The gospel is the good news of God’s saving activity in the person and work of Christ. This includes his incarnation in which he took to himself full (yet sinless) human nature; his sinless life which fulfilled the perfect law of God; his substitutionary death which paid the penalty for man’s sin and satisfied the righteous wrath of God; his resurrection demonstrating God’s satisfaction with his sacrifice; and his glorification and ascension to the right hand of the Father where he now reigns and intercedes for the church.
Such news is specific: there is a defined ‘thatness’ to the gospel which sets forth the content of both our saving faith and our proclamation. It is objective, and not to be confused with our response. It is sufficient: we can add nothing to what Christ has accomplished for us–it falls to us simply to believe this news, turning from our sins and receiving by faith all that God has done for us in Christ.”
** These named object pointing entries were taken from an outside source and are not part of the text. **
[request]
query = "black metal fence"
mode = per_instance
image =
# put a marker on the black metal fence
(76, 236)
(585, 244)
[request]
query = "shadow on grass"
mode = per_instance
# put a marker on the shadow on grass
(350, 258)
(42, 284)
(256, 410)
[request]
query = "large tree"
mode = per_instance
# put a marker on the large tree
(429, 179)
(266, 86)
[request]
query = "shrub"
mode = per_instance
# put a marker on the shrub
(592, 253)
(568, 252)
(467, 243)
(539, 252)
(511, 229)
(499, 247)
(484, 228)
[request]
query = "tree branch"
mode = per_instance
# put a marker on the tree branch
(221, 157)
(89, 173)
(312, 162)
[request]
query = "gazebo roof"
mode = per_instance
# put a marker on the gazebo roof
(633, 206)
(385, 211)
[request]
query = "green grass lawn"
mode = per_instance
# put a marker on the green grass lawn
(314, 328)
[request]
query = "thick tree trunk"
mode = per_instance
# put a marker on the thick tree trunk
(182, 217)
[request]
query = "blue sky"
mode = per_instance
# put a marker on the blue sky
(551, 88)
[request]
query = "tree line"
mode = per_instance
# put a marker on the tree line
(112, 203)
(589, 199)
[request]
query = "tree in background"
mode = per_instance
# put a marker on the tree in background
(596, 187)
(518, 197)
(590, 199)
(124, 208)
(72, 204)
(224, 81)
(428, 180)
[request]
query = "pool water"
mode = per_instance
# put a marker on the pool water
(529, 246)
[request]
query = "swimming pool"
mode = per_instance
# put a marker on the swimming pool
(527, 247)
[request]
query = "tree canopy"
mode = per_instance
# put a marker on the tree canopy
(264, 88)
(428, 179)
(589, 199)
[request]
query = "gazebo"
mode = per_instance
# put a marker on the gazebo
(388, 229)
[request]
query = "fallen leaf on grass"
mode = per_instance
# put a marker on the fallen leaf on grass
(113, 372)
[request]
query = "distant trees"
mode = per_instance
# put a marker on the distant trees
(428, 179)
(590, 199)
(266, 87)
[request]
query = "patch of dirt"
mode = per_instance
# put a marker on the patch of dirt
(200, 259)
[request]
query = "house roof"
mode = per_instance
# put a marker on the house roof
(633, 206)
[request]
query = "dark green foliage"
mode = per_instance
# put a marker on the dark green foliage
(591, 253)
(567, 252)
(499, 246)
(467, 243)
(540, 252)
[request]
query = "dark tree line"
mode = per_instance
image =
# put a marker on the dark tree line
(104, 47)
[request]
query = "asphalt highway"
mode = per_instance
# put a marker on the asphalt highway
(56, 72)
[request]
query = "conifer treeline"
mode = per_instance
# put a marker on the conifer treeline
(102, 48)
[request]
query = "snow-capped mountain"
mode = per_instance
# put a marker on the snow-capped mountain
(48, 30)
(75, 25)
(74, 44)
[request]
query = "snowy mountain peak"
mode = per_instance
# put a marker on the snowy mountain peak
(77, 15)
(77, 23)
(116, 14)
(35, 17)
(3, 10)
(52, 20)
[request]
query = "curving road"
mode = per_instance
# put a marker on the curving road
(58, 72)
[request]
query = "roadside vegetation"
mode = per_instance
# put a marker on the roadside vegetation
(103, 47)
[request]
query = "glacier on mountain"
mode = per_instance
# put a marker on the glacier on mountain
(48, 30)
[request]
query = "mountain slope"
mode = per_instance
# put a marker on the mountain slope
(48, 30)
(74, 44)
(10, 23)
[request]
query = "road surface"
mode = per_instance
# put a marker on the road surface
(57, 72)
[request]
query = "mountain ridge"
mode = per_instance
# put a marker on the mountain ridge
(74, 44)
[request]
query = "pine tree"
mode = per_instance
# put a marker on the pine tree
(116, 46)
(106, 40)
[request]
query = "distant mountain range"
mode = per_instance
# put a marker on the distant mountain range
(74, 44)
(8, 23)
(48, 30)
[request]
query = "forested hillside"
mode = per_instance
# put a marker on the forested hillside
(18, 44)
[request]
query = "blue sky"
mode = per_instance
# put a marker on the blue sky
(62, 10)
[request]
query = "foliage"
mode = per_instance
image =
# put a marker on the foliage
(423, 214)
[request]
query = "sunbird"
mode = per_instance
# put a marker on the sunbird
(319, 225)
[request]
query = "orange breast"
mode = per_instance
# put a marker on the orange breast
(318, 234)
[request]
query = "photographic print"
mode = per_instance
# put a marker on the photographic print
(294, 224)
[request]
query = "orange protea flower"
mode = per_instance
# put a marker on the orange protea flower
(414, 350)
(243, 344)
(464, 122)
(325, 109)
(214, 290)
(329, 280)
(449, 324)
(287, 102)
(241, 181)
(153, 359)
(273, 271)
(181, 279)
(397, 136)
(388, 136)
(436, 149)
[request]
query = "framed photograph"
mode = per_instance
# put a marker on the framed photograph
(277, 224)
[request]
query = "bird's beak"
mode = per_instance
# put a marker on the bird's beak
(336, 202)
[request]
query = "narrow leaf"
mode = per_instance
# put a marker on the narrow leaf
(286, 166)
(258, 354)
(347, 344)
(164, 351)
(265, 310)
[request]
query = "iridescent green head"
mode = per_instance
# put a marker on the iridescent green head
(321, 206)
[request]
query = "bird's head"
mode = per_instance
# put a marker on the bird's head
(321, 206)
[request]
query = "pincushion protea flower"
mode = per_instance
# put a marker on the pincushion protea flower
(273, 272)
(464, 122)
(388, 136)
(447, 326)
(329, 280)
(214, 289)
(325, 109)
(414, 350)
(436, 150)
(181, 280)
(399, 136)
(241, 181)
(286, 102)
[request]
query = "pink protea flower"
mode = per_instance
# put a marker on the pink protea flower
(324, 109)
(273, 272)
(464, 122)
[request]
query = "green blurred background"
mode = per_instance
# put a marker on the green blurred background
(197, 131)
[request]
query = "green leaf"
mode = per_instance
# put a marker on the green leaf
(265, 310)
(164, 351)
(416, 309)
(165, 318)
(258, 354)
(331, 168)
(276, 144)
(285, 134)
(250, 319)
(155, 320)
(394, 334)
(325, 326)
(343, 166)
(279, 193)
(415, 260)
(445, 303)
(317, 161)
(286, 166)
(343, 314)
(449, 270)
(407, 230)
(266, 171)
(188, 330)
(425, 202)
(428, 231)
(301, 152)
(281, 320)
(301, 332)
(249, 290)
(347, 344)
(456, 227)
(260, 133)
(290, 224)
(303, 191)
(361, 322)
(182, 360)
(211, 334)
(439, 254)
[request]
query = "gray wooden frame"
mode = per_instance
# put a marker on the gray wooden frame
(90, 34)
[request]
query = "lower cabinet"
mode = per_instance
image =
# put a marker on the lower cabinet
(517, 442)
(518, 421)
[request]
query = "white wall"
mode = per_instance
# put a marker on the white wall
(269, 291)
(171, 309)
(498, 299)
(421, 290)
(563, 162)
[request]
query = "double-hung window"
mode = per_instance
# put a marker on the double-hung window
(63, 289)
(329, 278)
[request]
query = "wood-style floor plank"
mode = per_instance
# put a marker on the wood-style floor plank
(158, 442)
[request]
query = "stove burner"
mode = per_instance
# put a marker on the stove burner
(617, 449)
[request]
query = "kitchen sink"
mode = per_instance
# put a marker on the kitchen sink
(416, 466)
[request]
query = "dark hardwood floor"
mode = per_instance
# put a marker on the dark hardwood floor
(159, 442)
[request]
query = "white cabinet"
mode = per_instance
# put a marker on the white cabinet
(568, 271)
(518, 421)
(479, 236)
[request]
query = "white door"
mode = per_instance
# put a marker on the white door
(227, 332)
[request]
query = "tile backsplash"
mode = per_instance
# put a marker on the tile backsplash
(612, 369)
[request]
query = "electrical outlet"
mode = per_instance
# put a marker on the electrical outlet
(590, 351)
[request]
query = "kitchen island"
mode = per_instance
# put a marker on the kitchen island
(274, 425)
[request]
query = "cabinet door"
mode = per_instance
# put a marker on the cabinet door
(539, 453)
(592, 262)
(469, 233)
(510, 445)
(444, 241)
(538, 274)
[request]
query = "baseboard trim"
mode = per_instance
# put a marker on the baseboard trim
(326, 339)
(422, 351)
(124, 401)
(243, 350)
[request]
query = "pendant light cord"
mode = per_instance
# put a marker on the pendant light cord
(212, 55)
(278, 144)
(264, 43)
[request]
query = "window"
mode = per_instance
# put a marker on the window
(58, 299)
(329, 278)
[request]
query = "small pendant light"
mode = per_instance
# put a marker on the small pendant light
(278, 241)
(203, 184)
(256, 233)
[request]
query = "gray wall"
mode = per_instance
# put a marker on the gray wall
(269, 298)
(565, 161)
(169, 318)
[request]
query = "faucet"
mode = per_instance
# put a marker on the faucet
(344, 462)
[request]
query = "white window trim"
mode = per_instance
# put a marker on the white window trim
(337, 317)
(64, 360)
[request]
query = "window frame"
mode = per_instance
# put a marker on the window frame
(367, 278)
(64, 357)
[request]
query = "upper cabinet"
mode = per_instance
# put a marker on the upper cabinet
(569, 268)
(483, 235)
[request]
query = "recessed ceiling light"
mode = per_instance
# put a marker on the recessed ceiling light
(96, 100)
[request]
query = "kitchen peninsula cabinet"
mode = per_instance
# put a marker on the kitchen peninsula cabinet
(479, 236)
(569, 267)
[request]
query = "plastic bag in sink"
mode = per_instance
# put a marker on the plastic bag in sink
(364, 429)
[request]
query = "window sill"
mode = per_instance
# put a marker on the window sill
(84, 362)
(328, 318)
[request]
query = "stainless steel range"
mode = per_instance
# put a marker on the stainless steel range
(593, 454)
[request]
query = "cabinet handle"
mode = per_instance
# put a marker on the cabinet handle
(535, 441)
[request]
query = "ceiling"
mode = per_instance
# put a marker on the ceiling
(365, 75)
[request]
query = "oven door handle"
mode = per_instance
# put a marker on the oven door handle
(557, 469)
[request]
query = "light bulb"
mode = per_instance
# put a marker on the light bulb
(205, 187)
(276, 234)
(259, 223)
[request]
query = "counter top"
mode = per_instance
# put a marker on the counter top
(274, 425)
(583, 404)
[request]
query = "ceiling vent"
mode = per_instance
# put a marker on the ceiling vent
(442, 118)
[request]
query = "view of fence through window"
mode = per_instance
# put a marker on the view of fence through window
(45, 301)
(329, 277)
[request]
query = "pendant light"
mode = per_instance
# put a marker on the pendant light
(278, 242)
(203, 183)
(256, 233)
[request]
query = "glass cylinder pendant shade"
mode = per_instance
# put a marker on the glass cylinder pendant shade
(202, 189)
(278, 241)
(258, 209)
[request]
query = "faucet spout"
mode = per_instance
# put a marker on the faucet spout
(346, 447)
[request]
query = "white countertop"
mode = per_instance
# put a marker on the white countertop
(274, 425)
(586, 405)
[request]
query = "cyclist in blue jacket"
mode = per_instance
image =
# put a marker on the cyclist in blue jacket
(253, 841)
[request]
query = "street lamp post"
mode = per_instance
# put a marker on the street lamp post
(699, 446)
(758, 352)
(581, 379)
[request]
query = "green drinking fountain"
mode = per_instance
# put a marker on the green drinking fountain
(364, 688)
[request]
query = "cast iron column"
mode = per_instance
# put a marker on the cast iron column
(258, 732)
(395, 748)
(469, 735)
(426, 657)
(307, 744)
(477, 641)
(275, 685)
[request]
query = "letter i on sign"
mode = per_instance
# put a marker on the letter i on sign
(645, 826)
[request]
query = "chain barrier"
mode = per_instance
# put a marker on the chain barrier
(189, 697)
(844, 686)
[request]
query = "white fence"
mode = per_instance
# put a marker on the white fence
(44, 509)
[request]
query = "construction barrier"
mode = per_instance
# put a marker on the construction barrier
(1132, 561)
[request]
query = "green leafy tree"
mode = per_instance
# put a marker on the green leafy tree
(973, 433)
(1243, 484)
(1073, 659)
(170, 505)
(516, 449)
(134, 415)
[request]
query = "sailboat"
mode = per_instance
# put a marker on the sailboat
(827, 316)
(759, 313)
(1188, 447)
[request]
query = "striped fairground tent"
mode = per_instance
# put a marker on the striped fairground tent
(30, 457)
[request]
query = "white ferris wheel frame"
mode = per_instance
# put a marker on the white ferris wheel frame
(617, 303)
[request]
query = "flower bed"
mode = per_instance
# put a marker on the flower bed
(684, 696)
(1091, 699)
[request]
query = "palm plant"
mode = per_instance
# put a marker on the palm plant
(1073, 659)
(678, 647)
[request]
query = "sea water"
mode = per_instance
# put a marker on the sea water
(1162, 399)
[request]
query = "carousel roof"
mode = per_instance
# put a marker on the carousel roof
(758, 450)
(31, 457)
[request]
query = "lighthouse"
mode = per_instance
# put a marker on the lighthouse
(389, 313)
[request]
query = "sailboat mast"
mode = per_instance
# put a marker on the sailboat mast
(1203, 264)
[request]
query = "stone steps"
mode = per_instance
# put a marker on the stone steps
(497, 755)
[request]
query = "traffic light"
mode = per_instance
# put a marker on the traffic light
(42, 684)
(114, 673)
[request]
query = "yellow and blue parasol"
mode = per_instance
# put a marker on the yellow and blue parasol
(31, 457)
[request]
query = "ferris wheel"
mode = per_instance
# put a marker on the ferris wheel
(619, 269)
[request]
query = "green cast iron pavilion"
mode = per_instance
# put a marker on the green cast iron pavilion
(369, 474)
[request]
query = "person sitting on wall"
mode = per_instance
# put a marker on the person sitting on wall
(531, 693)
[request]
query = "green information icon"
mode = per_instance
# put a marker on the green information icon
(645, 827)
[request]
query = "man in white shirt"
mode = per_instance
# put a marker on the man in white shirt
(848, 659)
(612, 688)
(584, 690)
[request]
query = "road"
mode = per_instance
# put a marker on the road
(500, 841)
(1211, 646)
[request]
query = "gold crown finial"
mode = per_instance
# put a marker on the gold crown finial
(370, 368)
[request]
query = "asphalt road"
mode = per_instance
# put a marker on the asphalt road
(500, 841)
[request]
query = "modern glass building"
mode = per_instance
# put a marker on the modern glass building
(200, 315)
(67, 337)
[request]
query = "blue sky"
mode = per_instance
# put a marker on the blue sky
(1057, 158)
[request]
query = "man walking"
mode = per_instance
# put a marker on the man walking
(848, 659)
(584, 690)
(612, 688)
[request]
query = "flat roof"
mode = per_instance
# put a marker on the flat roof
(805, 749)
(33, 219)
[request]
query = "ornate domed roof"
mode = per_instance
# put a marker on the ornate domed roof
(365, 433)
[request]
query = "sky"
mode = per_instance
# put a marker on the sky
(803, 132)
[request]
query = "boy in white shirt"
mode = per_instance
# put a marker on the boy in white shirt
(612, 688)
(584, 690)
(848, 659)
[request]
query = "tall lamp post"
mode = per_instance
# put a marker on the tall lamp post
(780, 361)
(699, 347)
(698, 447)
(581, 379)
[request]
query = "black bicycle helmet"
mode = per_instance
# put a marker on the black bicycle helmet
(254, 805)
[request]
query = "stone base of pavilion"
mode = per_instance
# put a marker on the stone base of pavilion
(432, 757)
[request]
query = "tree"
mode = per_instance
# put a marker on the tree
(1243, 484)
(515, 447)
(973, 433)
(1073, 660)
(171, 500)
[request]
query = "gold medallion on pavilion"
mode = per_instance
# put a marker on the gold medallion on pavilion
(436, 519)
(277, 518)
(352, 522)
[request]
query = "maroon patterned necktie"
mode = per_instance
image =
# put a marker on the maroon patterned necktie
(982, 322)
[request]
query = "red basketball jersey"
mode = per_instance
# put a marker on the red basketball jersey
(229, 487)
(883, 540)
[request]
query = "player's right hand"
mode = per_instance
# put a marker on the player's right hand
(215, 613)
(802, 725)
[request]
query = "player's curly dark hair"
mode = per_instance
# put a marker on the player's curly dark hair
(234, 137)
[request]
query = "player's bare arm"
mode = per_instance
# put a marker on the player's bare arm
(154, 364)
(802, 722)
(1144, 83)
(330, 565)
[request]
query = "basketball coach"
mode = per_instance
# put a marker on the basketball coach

I like this definition. It is a topped and tailed version of what normally passed for the gospel. What I mean is that two things are often added to this message.
- The top: the nature of God and man’s sinfulness before him. This an essential message. It defines the reason for the need of the gospel. But it is not part of the gospel.
- The tail: that through repentance and faith I receive all that God promises. This also is an essential message. But it is not the gospel. This is the call to respond to the gospel.
I think it is important to get this clear in our minds. It is possible to squeeze out the glory of the gospel message by spending time on the perilous situation man finds himself, terrible though it is, hammering away at it. It is possible to put all our efforts into calling and calling and calling. But all the time not having properly expounded the glory of the person and work of Christ.
The more I preach the more I think that this is the need of the day. From my own experience it is easy to spend time in a sermon on the predicament of man and on urging responses. To spend time on Christ and his work requires a certain kind of man in the pulpit, who has a deepening love for Christ and appreciation of the work he has done. This is a spiritual man, spending time on apparently unproductive activities such as prayer and meditation. This is a man who loves the gospel.